Will PTSB increase the +1.68% tracker rate if ECB reduces the rate ?

I am due to come off my discounted tracker in april 2009 and PTSB told me I would go on a tracker of +1.68%. Is that only for now or will it increase if the ECB reduces the rate again before april.


----------



## LDFerguson (9 Dec 2008)

*Re: Will PTSB increease the 1.68% tracker rate if ECB reduces?*

A tracker variable rate is a fixed margin over ECB.  So if PTSB tell you that the rate will be ECB + 1.68%, that rate would be 4.18% now (ECB is 2.5% + 1.68%).  If ECB goes down by 0.5%, your rate goes down by 0.5%.  If ECB goes up by 0.5%, your rate goes up by 0.5%.  But the 1.68% margin should remain constant if it's a tracker.


----------



## Thrifty1 (9 Dec 2008)

peelaaa said:


> Will PTSB increase the +1.68% tracker rate if ECB reduces the rate ?
> 
> I am due to come off my discounted tracker in april 2009 and PTSB told me I would go on a tracker of +1.68%. Is that only for now or will it increase if the ECB reduces the rate again before april.


 
Hi i understand what you mean, will they change the margin (+1.68) if ECB reduce rates further. Thats what i would like to know too. Im due off discounted rate in May 2009 and just received a letter this morning stating ill be put on whatever rate is available on the day ????

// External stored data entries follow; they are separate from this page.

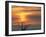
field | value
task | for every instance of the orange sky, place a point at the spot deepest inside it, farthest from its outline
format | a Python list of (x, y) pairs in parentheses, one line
[(20, 13)]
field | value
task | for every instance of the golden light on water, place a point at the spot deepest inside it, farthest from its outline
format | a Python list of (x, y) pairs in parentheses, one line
[(22, 13)]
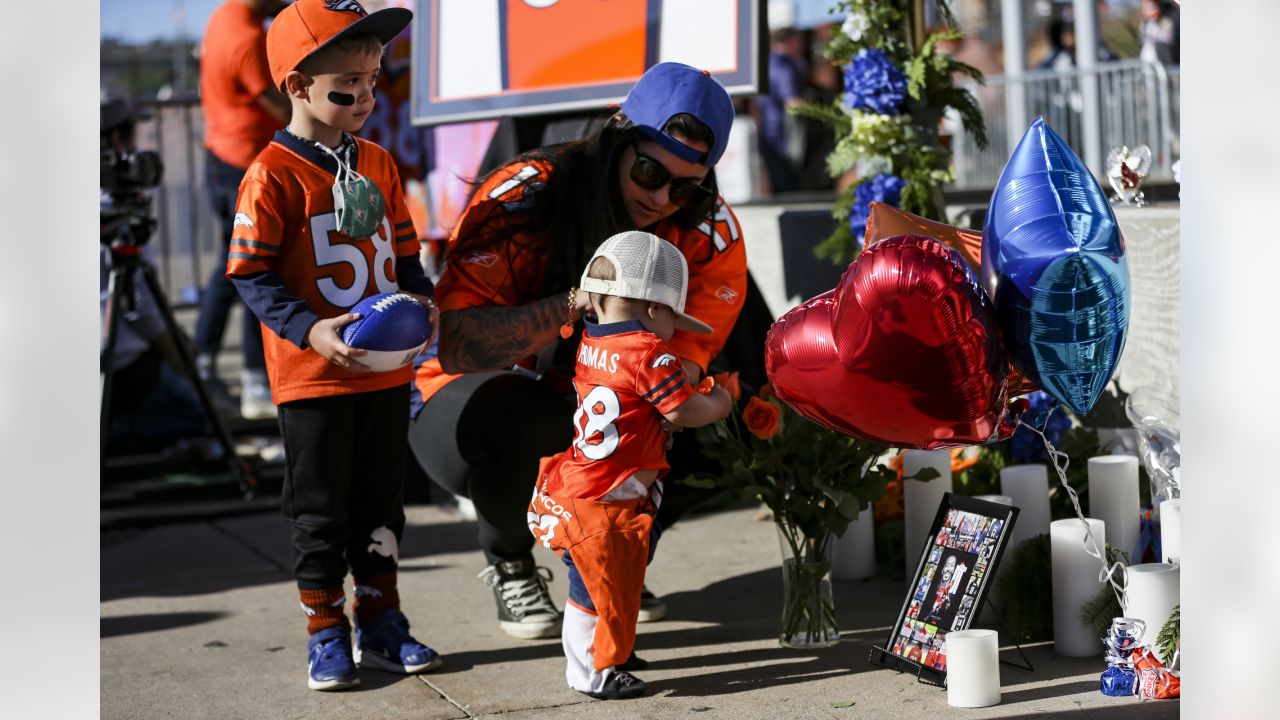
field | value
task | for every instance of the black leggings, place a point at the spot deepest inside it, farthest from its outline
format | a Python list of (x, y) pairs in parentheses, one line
[(481, 437)]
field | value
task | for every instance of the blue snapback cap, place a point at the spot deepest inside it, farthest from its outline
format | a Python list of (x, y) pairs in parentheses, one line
[(670, 89)]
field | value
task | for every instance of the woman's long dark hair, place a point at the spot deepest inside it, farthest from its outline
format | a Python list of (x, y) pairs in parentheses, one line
[(580, 206)]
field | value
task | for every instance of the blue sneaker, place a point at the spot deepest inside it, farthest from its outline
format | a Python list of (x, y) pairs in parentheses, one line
[(329, 665), (388, 646)]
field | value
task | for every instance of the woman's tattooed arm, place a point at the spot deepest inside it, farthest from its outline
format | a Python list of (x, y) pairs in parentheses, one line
[(493, 337)]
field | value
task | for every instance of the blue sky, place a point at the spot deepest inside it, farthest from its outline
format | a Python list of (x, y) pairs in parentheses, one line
[(140, 21)]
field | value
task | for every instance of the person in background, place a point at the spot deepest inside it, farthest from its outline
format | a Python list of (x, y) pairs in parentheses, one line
[(242, 109), (1061, 40), (1161, 32), (780, 149)]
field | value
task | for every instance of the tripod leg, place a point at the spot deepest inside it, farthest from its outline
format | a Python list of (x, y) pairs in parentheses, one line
[(114, 288), (240, 469)]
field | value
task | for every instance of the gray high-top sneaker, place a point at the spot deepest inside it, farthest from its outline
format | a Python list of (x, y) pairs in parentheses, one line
[(525, 607)]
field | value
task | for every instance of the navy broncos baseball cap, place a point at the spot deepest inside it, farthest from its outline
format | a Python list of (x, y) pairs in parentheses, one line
[(670, 89)]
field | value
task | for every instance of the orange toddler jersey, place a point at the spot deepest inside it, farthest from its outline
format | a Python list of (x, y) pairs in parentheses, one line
[(502, 274), (609, 545), (626, 378), (284, 226)]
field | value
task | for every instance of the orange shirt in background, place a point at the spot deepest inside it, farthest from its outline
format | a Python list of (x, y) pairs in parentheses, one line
[(233, 72)]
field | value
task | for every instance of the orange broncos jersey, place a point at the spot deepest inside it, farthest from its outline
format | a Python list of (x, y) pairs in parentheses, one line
[(714, 251), (626, 377), (284, 224)]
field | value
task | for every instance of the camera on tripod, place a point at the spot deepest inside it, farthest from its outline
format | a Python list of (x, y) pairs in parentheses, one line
[(126, 176), (126, 209)]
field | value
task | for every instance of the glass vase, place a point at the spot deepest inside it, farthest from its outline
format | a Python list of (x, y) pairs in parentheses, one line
[(808, 605)]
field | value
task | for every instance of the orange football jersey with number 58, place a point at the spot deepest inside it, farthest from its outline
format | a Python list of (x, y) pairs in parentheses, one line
[(284, 224)]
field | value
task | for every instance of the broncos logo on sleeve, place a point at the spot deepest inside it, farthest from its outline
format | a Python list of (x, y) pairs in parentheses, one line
[(625, 381), (346, 7)]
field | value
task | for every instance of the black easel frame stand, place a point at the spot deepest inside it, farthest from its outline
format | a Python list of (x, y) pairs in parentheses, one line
[(931, 675)]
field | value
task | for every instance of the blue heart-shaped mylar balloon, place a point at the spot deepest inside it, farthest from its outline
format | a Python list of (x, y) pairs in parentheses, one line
[(1054, 265)]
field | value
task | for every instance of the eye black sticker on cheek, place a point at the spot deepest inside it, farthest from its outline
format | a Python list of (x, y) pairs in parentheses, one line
[(341, 98)]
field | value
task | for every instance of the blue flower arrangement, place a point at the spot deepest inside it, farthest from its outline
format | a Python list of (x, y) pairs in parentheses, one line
[(873, 82), (883, 187), (1027, 446)]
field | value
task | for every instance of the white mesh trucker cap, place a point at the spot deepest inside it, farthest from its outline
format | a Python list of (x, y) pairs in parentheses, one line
[(647, 268)]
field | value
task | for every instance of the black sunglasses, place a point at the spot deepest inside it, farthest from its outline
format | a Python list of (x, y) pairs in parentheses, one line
[(652, 174)]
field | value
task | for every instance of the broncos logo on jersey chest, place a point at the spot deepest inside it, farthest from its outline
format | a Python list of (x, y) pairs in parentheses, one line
[(346, 7), (712, 228)]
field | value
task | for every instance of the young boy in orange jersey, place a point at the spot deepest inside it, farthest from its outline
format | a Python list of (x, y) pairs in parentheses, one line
[(594, 504), (321, 224)]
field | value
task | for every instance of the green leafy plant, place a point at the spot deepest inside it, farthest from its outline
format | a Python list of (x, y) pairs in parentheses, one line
[(1170, 637), (1025, 591), (903, 141), (1105, 606), (814, 481)]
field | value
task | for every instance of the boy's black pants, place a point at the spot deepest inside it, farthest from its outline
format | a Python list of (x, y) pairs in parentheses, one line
[(344, 479)]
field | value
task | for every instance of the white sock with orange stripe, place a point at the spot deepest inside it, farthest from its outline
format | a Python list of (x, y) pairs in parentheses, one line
[(577, 633)]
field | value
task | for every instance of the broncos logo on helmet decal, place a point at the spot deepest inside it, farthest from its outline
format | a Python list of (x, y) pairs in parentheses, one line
[(346, 5)]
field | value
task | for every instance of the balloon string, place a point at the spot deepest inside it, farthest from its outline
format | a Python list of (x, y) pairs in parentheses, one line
[(1109, 572)]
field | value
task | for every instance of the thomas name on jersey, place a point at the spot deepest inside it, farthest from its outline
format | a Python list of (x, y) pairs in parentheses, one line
[(597, 358)]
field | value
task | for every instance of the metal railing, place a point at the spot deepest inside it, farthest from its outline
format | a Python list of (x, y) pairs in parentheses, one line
[(1139, 105), (183, 249)]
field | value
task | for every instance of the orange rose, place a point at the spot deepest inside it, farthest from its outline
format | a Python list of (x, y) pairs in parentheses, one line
[(762, 418), (960, 463), (728, 381), (890, 505)]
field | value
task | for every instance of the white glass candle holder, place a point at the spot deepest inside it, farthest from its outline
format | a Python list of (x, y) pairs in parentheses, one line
[(1114, 499), (1028, 487), (1171, 531), (1151, 595), (973, 668), (1075, 582)]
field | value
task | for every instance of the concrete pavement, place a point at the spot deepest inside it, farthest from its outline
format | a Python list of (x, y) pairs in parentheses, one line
[(201, 620)]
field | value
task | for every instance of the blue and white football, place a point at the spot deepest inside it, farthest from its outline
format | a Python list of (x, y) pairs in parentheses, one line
[(393, 328)]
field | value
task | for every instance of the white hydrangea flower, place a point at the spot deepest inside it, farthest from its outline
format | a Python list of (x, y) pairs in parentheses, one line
[(855, 24)]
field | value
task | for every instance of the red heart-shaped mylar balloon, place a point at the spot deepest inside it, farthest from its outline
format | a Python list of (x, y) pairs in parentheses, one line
[(903, 351)]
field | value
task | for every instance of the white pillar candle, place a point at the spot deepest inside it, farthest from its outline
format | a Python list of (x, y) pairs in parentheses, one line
[(920, 499), (1114, 499), (973, 668), (1028, 487), (1075, 582), (1171, 531), (1151, 596), (853, 556)]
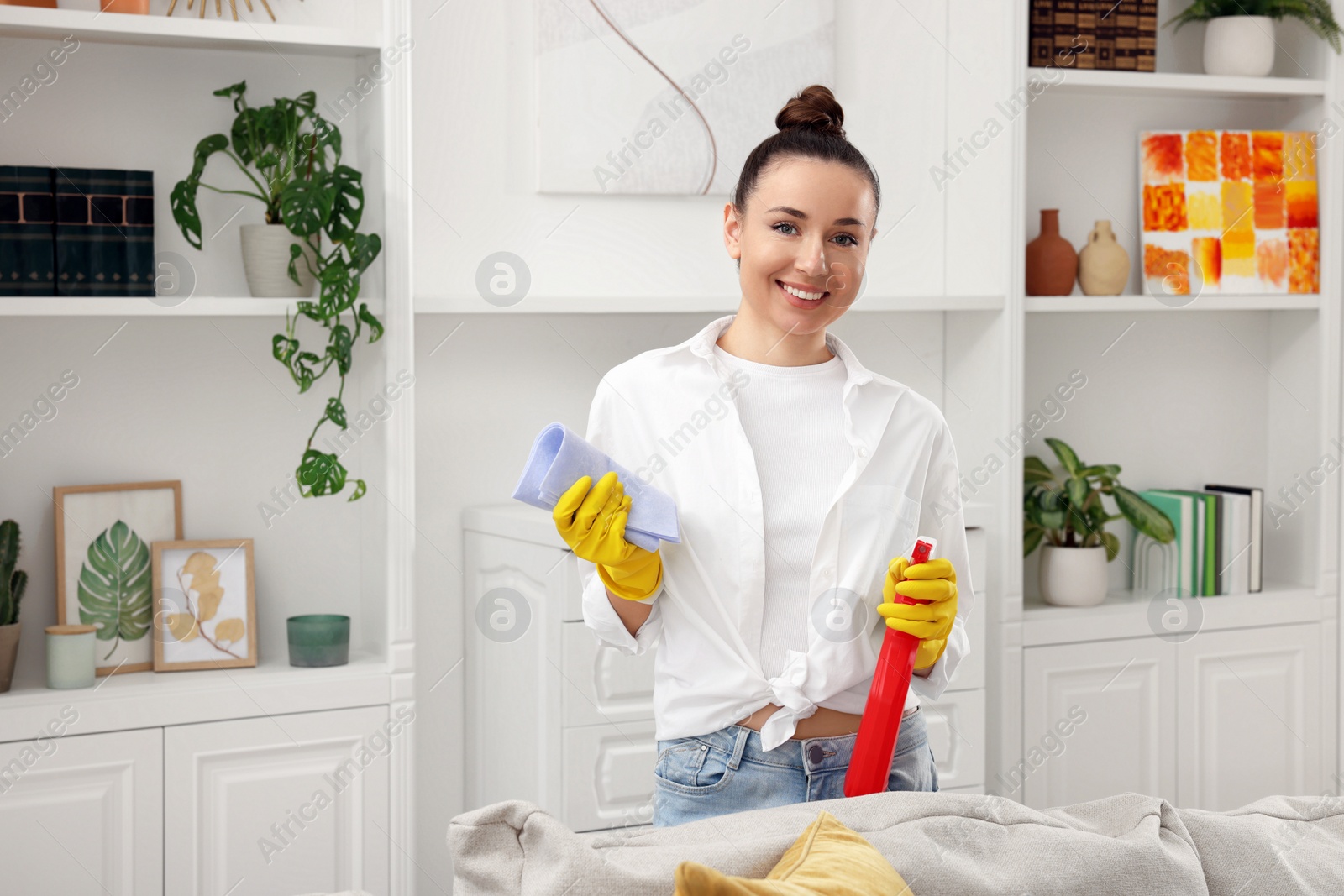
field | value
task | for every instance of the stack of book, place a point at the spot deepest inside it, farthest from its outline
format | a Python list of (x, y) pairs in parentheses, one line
[(1218, 547), (1095, 34), (77, 231)]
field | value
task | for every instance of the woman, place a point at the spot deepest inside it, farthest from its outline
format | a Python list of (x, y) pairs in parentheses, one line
[(800, 479)]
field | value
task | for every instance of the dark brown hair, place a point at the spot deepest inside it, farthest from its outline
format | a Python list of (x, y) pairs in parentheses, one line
[(810, 128)]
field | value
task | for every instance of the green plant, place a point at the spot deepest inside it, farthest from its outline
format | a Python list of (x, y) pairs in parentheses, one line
[(13, 582), (1315, 13), (304, 186), (1068, 511)]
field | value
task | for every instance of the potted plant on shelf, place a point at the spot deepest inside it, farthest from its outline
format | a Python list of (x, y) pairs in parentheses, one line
[(308, 194), (1240, 35), (13, 582), (1068, 513)]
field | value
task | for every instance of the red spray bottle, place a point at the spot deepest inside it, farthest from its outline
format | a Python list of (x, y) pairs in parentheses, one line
[(870, 766)]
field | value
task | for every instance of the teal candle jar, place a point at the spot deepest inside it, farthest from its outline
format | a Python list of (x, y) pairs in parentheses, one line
[(319, 640), (71, 663)]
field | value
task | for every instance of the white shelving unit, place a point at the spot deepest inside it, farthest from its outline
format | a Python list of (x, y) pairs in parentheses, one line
[(138, 94), (1226, 389)]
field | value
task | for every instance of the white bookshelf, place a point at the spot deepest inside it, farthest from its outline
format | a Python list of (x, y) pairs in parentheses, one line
[(1269, 411), (138, 94)]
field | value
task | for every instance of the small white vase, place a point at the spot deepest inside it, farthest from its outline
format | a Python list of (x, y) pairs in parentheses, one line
[(266, 262), (1073, 577), (1240, 46)]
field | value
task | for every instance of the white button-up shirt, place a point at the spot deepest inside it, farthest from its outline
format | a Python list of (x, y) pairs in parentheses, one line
[(669, 416)]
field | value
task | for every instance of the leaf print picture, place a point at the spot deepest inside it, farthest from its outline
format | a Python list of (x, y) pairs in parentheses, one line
[(104, 566), (205, 607)]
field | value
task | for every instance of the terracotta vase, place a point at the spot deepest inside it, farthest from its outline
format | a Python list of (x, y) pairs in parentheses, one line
[(1102, 264), (1052, 261)]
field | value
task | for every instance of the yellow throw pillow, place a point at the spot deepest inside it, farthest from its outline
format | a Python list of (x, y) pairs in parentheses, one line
[(827, 860)]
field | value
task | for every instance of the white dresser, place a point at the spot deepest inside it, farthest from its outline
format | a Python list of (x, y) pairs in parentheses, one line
[(557, 718)]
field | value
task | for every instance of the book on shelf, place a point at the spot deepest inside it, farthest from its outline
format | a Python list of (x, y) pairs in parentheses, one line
[(27, 221), (1218, 547), (1106, 34), (1126, 55), (1066, 33), (1042, 50), (104, 233), (1085, 34), (1147, 43)]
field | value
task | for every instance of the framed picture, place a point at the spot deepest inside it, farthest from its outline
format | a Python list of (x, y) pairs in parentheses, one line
[(205, 605), (102, 563)]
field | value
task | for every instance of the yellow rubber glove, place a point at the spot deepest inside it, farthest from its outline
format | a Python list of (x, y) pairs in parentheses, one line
[(934, 582), (591, 521)]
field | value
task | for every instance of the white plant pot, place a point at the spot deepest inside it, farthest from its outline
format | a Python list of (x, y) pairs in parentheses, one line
[(1240, 46), (1073, 577), (266, 262)]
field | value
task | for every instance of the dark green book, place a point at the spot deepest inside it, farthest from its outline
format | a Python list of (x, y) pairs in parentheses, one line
[(27, 231), (105, 233)]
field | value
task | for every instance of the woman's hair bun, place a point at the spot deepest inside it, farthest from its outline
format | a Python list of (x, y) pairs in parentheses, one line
[(815, 107)]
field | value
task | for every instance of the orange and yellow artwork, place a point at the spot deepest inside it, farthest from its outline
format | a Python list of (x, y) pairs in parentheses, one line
[(1229, 211)]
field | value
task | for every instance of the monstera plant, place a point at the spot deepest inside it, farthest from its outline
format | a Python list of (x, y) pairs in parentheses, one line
[(292, 157)]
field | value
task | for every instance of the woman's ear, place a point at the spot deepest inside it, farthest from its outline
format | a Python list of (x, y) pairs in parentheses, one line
[(732, 231)]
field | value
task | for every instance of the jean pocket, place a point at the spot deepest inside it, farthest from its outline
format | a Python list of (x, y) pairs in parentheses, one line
[(692, 768)]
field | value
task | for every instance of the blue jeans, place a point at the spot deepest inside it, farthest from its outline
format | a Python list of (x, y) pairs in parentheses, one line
[(729, 772)]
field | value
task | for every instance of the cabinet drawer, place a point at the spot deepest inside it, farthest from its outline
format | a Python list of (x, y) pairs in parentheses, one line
[(82, 815), (602, 684), (971, 671), (958, 736), (609, 775)]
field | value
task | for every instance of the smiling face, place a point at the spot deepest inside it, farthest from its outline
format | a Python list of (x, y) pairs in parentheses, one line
[(808, 226)]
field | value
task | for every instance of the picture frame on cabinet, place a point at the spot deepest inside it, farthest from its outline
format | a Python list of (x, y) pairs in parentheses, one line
[(205, 605), (104, 567)]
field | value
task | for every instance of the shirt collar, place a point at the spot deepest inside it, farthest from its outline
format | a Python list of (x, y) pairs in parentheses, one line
[(702, 344)]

So they are leaving themselves open to charge me possibly a higher rate that 1.68% if ECB rates are reduced further thereby making more money.

Sorry to intrude on your post but does anyone know if i can force them to set a rate for me now?


----------



## PaddyW (9 Dec 2008)

Is it not stated in the T&C's of your loan offer exactly what rate you'll be put on when the discount rate expires?


----------



## rmelly (9 Dec 2008)

This has been discussed a few times before, particularly for PTSB - depending on when drawn down, the mortgage offer may have an explicit rate OR may say it will revert to the current tracker rate at the end of the discount period (in this case April 2009).

I seem to recall PTSB saying after the latest cut that they may (i.e. won't) pass on full ECB cuts in future.

Also PTSB have a paragraph saying they can change what rate they track if ECB gets out of sync with the rate they borrow at (LIBOR?).


----------